As previously mentioned, we took advantage of two different datasets. The CSC dataset was the result of the data collection process that employed the experimental setup that was installed on the Cesena campus. The data were collected during different sessions and involved volunteer students. In all sessions, the volunteers signed a release form that was privacy compliant and then occupied the classroom as though they were attending a lecture. The students sat in different positions around the room with the aim of collecting different configurations of classroom occupation. Only two of the eight classrooms were used to collect the training dataset. In this way, during the testing phase, the model could be evaluated using data from the classrooms that were not used during training. Specifically, one classroom that was equipped with only one camera (a small classroom) and one that was equipped with two cameras (a large classroom) were selected for the training dataset, which contained 1196 and 808 images from the small and large classrooms, respectively.
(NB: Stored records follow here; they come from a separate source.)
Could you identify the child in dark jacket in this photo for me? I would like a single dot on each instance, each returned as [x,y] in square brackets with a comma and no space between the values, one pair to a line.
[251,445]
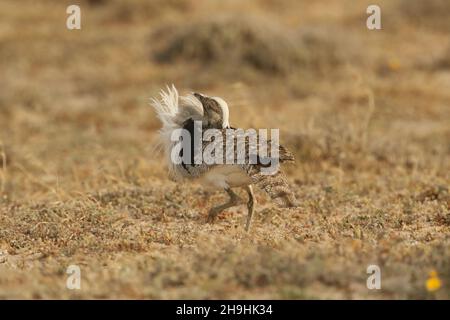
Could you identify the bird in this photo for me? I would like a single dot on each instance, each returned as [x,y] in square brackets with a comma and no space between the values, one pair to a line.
[183,113]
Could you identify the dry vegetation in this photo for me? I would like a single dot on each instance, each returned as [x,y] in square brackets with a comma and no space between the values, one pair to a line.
[367,114]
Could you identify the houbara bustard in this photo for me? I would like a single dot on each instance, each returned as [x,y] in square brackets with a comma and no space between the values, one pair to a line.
[180,114]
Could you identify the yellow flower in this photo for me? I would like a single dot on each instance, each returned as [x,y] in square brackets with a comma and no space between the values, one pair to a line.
[433,283]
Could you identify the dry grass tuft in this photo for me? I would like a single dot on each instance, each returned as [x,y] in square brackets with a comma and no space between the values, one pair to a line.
[255,43]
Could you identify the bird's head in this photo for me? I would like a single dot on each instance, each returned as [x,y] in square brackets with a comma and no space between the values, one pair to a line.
[215,111]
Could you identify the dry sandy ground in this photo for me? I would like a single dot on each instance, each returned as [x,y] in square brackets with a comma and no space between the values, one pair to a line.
[366,113]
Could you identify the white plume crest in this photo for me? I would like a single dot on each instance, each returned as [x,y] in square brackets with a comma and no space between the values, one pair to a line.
[173,111]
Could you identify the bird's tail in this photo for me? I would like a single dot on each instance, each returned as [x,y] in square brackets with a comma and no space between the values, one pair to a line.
[276,187]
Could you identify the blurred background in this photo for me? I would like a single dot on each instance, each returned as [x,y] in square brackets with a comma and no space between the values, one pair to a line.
[366,112]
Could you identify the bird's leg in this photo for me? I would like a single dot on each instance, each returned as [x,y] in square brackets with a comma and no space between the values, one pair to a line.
[250,205]
[234,201]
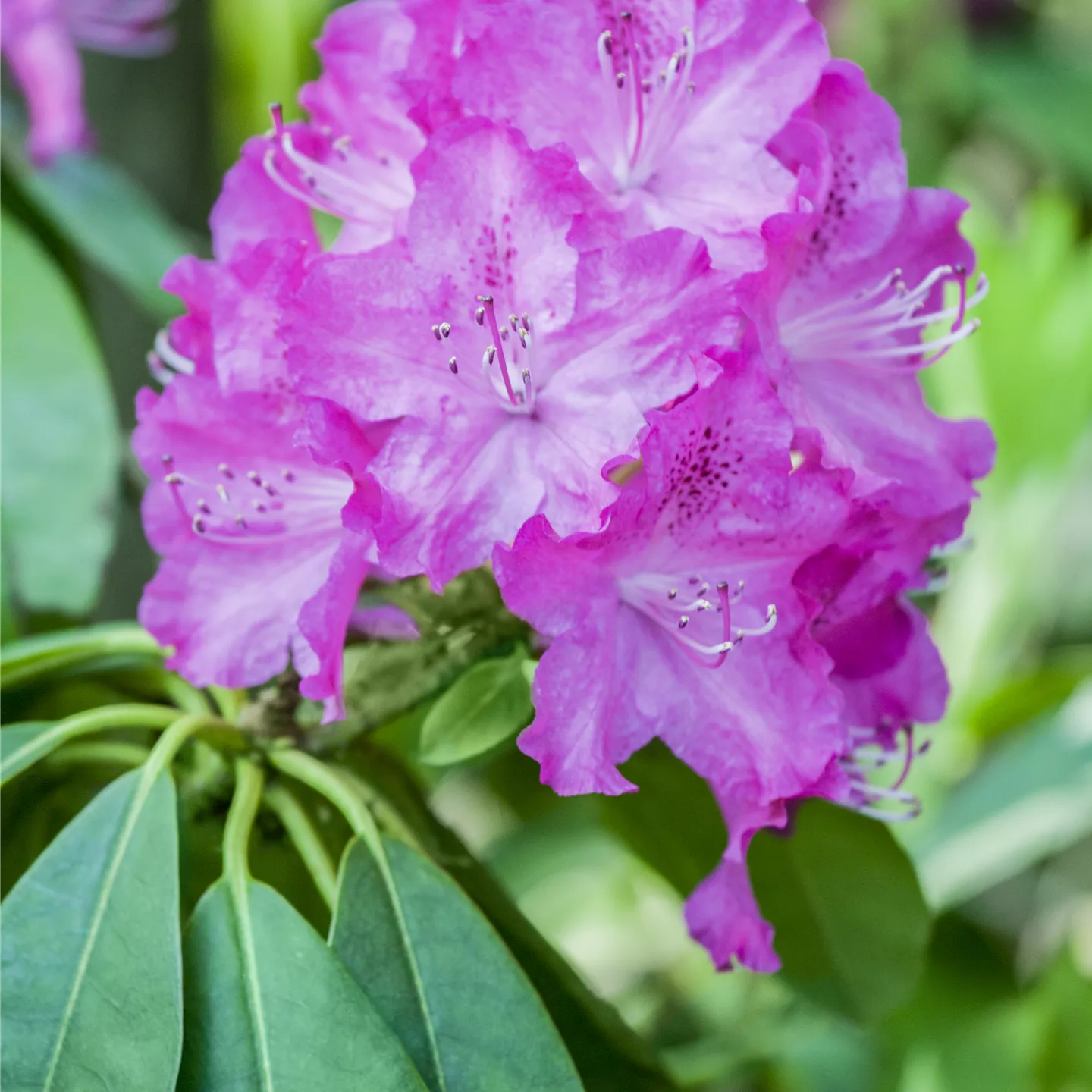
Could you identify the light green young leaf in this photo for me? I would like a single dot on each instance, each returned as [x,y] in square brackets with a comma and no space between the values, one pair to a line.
[14,739]
[89,950]
[442,978]
[268,1007]
[1030,799]
[105,215]
[850,922]
[484,708]
[59,441]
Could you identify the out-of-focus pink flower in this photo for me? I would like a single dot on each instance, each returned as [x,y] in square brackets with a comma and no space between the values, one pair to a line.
[352,159]
[257,565]
[669,105]
[679,620]
[39,39]
[514,343]
[855,280]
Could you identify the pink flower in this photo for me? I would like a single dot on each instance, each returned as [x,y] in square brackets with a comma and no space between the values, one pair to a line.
[855,278]
[669,105]
[352,161]
[233,312]
[514,343]
[39,39]
[257,565]
[679,620]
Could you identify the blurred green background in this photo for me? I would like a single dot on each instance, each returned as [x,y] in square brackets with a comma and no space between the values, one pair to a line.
[996,99]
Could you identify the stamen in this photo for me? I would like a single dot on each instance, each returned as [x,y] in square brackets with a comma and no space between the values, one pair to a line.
[337,190]
[491,315]
[171,356]
[874,751]
[860,329]
[709,649]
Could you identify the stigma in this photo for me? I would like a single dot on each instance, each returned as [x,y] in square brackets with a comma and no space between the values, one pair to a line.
[164,362]
[873,751]
[508,359]
[883,325]
[698,614]
[652,106]
[255,507]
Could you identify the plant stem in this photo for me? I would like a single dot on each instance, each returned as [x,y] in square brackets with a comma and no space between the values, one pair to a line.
[240,819]
[306,839]
[330,784]
[168,745]
[106,752]
[81,724]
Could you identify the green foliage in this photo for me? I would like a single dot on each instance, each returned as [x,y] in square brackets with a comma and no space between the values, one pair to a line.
[1042,99]
[21,745]
[419,948]
[1005,995]
[850,923]
[487,705]
[89,952]
[49,654]
[58,435]
[684,851]
[1031,799]
[104,215]
[268,1006]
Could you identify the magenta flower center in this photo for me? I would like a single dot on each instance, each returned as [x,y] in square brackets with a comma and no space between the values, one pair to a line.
[652,101]
[507,360]
[876,749]
[695,612]
[253,507]
[883,325]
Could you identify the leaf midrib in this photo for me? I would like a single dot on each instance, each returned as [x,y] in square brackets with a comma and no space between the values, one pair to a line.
[136,805]
[384,869]
[240,893]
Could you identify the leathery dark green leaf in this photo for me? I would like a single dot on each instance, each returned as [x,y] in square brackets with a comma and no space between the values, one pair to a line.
[851,925]
[268,1007]
[444,980]
[59,438]
[89,951]
[607,1053]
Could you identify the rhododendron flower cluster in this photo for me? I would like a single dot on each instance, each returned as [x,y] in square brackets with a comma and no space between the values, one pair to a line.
[627,298]
[39,39]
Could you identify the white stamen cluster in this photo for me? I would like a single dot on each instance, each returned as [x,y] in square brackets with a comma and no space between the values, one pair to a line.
[866,328]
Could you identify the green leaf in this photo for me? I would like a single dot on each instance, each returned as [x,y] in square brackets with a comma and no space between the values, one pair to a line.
[850,922]
[1031,799]
[442,978]
[1041,99]
[268,1006]
[33,657]
[15,739]
[608,1055]
[59,441]
[105,215]
[89,951]
[684,851]
[485,707]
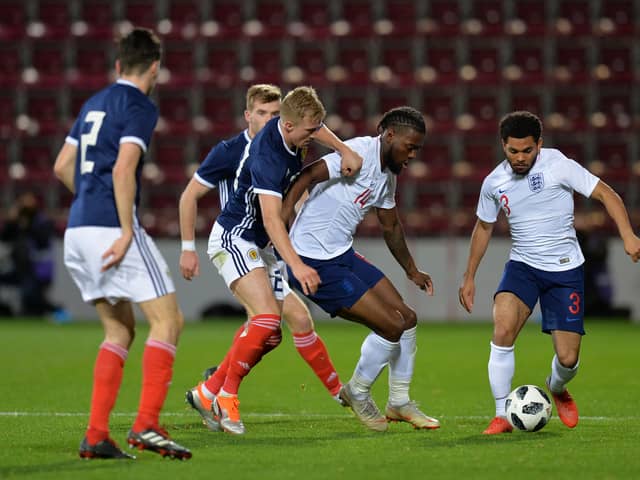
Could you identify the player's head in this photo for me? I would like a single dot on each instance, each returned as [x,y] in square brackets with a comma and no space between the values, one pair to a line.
[301,115]
[263,103]
[521,134]
[139,54]
[402,131]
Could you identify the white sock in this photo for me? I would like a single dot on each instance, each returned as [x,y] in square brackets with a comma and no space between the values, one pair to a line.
[502,366]
[561,375]
[401,369]
[375,354]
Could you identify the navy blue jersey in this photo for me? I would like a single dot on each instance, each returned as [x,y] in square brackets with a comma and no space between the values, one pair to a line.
[120,113]
[220,166]
[267,167]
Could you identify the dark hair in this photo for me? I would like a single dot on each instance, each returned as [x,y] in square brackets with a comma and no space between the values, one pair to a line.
[520,124]
[402,117]
[138,50]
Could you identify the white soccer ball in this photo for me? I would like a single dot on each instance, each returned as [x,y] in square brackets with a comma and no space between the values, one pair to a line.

Even though the manual annotation of a huge amount of data requires a lot of work, it is essential for supervised learning methods. The labeling process was as follows. First, we took advantage of a pre-trained YOLOv3 model. In this way, it was possible to roughly retrieve most of the bounding boxes for the Person, Chair and Backpack classes. Then, possible errors that were made by the model when recognizing the three classes were manually corrected. Finally, the Jacket label was added to all images. We decided to also identify backpacks and jackets with the aim of minimizing the number of potential false positives (i.e., backpacks or jackets that were misidentified as people). Hence, the Classroom Student Counting (CSC) dataset consisted of four classes: Person, Jacket, Chair and Backpack. In Figure 3, the distributions of people in the images for both the small and large classrooms are plotted. The upper chart depicts the number of images that contained 0–40 people, while the lower chart details the number of images that contained 41–83 people. Specifically, for the small classroom, the number of people ranged from 0 to 54, with a mean of 13.6 and a standard deviation of 15.7, while for the large classroom, the number of people ranged from 0 to 93, with a mean of 23.7 and a standard deviation of 20.8.

Figure 3

Distribution of the number of people that were counted.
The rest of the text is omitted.